On what kind of highway can you pull a u-turn?
And then the road we switched to, was akin to a driveway.
I got uptight. I retrieved my BlackBerry from my pocket. I had no access. I’m not talking Web-access, or e-mail access, I had no phone access! And with Verizon, you always have access!
I got uptight. Was this a hit?
I know, I know, I was being paranoid. But it was like that episode of the "Sopranos" with the Russian in the snow. The road was going up and down like a roller coaster. We were barely moving…
Then Tony asked me if I had a cell phone.
This was a bad sign. Did he have to pay for gas? Had he gotten enough? Was he worried about being stranded in the middle of the night? I mean you’re oh-so-confident, some dude you’ve never met in New York books a limo and you don’t think twice. Should you?
Tony was proud to be in America. He was going to open a restaurant. But he’d embraced the American mind-set a little too much. I want the President to make choices. I want the CEO to be innovative. I don’t want my limo driver taking the reins, becoming an entrepreneur, just follow the fucking route!
Then, suddenly, we were there. Oh, we’d crossed over to Pennsylvania, we were no longer on Bruce’s Jersey backstreets. But there was no town, no plethora of lights, no civilization!
And the desk clerks, although friendly…at this midnight hour the place had the feel of the Bates Motel.
But it’s not. Woodloch is like the Catskills. Except it survives. And it doesn’t appear to be all Jews. Actually, at lunch I was surrounded by the White Panthers. I was the only soul younger than 75.
Not speaking at this conference until the evening, after lunch I stumbled around the grounds. That’s when I found the snow. And the miniature golf course. And the horseshoe pit. And the batting cage.
Do you pick up a bat? Do you risk finding out your skills have departed?

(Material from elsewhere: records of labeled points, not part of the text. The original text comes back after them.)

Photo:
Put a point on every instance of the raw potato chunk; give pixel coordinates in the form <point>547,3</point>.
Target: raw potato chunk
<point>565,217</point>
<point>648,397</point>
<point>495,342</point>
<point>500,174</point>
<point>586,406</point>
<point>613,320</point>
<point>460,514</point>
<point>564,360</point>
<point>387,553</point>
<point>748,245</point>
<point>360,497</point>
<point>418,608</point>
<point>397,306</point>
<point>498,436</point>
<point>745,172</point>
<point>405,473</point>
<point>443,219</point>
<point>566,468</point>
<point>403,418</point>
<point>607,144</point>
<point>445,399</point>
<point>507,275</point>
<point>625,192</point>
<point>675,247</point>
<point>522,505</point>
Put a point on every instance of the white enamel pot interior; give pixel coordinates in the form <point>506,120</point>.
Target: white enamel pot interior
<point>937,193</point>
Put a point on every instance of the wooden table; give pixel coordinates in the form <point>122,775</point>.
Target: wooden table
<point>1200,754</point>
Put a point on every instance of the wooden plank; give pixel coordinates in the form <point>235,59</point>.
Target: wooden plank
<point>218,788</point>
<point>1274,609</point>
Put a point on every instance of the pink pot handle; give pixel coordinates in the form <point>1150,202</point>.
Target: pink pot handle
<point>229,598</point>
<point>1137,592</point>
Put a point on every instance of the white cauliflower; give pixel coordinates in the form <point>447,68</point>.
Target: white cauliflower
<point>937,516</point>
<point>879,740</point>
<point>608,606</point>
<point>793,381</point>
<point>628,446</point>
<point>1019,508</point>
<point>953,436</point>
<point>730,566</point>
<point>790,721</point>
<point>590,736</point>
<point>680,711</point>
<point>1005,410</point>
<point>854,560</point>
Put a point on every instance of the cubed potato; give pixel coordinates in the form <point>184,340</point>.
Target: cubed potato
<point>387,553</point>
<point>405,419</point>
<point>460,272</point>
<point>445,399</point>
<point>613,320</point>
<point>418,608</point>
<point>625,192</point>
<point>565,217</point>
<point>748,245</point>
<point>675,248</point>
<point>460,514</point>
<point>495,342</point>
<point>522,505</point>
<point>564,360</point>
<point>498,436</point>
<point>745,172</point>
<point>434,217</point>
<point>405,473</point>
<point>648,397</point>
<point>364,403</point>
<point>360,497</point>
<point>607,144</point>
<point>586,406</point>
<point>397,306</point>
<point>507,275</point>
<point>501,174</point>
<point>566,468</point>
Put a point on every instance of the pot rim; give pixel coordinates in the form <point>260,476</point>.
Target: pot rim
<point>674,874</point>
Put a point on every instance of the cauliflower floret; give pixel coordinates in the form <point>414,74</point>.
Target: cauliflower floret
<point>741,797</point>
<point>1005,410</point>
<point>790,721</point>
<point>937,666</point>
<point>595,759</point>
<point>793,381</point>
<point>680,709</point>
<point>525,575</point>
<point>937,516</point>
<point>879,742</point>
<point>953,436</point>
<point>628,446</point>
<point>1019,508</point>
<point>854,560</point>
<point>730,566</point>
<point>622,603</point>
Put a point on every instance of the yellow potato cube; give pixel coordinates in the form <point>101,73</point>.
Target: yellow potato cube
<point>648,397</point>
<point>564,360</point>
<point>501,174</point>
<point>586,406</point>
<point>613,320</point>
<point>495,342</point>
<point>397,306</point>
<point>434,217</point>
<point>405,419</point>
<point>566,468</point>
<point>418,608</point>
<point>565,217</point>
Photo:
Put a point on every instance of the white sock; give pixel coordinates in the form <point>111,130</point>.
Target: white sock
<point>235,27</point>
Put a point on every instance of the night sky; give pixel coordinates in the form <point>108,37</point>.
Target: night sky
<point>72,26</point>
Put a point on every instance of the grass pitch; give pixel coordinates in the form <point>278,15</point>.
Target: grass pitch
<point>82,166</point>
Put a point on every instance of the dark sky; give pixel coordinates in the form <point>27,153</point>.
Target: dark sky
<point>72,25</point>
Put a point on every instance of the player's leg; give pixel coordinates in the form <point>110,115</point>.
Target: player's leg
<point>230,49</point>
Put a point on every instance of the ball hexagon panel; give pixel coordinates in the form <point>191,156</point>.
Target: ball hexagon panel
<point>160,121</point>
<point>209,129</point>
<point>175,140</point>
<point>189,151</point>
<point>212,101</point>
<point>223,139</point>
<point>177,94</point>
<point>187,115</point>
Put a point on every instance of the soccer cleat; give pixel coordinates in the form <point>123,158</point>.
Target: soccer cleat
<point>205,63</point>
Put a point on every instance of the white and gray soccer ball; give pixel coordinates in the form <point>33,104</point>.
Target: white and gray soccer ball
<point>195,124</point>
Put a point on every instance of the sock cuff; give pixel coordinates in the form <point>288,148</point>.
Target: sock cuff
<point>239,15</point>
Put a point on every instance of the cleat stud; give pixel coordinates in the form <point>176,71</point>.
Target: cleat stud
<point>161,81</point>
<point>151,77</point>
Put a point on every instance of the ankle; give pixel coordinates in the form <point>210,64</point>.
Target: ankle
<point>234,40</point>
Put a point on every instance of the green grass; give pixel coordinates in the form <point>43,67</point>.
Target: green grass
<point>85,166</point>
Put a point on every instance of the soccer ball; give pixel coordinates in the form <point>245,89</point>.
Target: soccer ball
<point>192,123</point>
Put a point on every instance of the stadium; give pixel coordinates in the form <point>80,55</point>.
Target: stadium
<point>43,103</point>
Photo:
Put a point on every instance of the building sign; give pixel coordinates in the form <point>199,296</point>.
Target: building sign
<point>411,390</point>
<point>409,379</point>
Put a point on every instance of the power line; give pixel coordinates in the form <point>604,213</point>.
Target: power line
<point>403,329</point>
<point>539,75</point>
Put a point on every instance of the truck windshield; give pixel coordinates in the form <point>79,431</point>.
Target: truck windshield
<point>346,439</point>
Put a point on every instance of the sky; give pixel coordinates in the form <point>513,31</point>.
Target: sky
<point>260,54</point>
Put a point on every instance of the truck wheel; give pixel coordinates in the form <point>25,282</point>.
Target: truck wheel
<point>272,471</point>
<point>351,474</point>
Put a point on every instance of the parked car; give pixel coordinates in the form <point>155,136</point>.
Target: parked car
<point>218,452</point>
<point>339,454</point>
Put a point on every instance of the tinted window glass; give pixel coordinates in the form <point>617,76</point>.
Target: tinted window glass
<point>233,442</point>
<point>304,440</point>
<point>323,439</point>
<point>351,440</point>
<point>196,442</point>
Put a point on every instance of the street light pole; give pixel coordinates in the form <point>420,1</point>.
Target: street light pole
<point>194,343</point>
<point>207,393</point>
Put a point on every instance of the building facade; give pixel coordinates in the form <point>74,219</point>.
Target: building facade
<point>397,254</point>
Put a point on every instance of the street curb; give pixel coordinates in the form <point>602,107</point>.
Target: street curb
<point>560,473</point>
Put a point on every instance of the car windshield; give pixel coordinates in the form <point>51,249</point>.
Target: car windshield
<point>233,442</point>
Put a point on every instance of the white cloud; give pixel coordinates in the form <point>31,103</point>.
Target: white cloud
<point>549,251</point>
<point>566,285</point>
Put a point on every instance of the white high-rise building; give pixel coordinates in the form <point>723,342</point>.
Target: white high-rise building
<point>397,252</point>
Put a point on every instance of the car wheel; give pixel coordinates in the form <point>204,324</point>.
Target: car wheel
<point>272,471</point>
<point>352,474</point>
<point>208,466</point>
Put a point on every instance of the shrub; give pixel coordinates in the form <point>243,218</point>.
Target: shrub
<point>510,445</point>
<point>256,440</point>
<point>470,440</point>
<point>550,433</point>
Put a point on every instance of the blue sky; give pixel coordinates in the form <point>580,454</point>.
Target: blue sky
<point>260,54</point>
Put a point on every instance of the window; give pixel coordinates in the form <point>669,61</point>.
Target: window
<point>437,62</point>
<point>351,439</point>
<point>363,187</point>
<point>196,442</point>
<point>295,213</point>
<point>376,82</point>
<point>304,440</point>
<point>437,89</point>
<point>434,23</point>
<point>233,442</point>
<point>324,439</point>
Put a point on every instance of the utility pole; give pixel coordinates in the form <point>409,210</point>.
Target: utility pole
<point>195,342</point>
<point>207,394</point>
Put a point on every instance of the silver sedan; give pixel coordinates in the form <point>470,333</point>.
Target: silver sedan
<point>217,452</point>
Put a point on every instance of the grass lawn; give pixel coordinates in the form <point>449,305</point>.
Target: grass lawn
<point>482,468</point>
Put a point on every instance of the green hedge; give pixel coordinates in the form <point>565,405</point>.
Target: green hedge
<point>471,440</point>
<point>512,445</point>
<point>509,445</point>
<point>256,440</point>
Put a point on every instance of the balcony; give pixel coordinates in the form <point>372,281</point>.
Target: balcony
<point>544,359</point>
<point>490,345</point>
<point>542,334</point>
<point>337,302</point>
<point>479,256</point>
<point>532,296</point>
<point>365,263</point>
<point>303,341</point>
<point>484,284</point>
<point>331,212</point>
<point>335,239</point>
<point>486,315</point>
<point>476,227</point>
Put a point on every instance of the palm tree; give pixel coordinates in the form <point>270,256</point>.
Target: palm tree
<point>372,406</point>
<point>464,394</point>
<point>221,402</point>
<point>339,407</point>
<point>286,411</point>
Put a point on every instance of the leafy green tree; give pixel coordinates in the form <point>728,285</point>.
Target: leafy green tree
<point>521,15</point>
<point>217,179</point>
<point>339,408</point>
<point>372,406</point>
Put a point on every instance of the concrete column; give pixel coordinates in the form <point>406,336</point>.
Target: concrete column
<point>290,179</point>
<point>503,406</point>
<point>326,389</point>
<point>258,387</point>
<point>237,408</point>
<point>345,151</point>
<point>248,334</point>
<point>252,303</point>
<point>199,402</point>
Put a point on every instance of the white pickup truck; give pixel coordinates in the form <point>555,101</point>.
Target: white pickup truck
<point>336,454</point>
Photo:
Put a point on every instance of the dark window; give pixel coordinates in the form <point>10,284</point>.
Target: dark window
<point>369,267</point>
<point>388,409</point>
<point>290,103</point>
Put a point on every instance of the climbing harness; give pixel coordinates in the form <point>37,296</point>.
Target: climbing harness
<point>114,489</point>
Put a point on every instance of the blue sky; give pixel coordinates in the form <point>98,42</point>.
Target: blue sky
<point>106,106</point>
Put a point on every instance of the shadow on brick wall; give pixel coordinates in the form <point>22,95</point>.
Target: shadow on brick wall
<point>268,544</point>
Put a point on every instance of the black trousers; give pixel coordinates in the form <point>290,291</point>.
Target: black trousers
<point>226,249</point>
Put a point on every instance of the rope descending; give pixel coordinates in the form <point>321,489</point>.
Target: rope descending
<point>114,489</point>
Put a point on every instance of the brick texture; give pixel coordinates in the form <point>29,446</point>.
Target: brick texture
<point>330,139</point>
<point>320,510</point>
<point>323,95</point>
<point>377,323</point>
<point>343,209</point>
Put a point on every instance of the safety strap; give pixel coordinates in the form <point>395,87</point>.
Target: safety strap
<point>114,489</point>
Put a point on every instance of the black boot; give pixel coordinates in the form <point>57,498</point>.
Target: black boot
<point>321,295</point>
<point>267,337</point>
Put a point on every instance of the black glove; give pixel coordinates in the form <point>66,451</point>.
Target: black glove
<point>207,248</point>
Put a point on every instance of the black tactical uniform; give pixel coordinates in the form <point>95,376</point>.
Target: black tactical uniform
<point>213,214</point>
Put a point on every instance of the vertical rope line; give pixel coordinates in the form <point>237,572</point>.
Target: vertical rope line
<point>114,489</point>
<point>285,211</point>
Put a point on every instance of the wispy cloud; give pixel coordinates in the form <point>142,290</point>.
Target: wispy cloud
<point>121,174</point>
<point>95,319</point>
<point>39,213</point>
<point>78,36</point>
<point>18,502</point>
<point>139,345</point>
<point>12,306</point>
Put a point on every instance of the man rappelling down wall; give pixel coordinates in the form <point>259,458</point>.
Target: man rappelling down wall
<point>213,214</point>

I figured I had no choice. I was taller than the 44" required. I could wear the helmet the sign demanded.
But when I’d committed in my brain, I found out you needed a buck, in quarters. I had no quarters. I escaped, mental reputation intact.
And that’s when I realized the ground I was walking on was not flat. And that it still contained the moisture of winter. And that not all the grass was green.
I thought of going to the Catskills with my family in the sixties. Not the big resorts, but a place that’s no longer there. My parents went to see "Psycho" in Monticello. When the car sank, someone yelled out "The gelt! The gelt!"
I thought of how far I’d traveled, how far I’d gone. But I realized it was not far enough to lose my roots. They’re still here, on the east coast. Where everything’s older, where everything’s closer. Where baseball is seasonal as opposed to a year-round road to riches. Where sports are avocations as opposed to raison d’etres. Where education and place in the community are paramount.
Do you move back?
Then again, maybe. Maybe you have to.